While many different areas of the United Nations work with issues of morality and ethics on the international level, their peacekeeping forces and operations rely immensely on these. As was in the documentary Peacekeepers, the peacekeeping operations of the United Nations are enacted as attempts to “help countries torn by conflict create conditions for sustainable peace.”
As the United Nations is currently comprised of 192 member states, naturally issues between differing cultures would arise regarding the morals and ethics which the UN’s peacekeeping operations are based upon. These are outlined in the Charter of the UN and each potential peacekeeping operation must adhere to both these moral bases as well as several other regulations. As each member state designates the responsibility of maintaining international peace and security to the United Nations Security Council upon signing the Charter of the United Nations, these members then also give the UN power to take “collective action” in order to do so.
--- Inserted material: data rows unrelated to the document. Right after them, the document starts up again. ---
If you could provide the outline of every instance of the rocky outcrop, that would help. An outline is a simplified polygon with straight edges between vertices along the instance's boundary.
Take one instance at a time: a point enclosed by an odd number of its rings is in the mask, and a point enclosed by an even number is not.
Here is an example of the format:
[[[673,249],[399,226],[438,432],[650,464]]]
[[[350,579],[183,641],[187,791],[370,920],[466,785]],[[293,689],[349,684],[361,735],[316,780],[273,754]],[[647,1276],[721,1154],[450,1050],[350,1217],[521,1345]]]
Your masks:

Thus, each member state also declares that its own moral and ethical standards comply with those of the UN through this charter. However, in the event that there is doubt that UN involvement would be inappropriate on moral or ethical grounds in certain peacekeeping situations, the Security Council instead “authorizes regional and other international organizations to implement certain peacekeeping or peace enforcement functions.” These include organizations, such as the European Union, NATO, and the African Union, as well as “coalitions of willing countries.”
Source: http://www.un.org/issues/m-peace.htm
Interesting. I’d never considered that UN peacekeepers, coming from different countries, would all have to hammer out a common standard of ethics and conduct. We always sort of imagine the UN as being… The UN, not an organization made up of dozens upon dozens of wildly varying member-states. Nice post.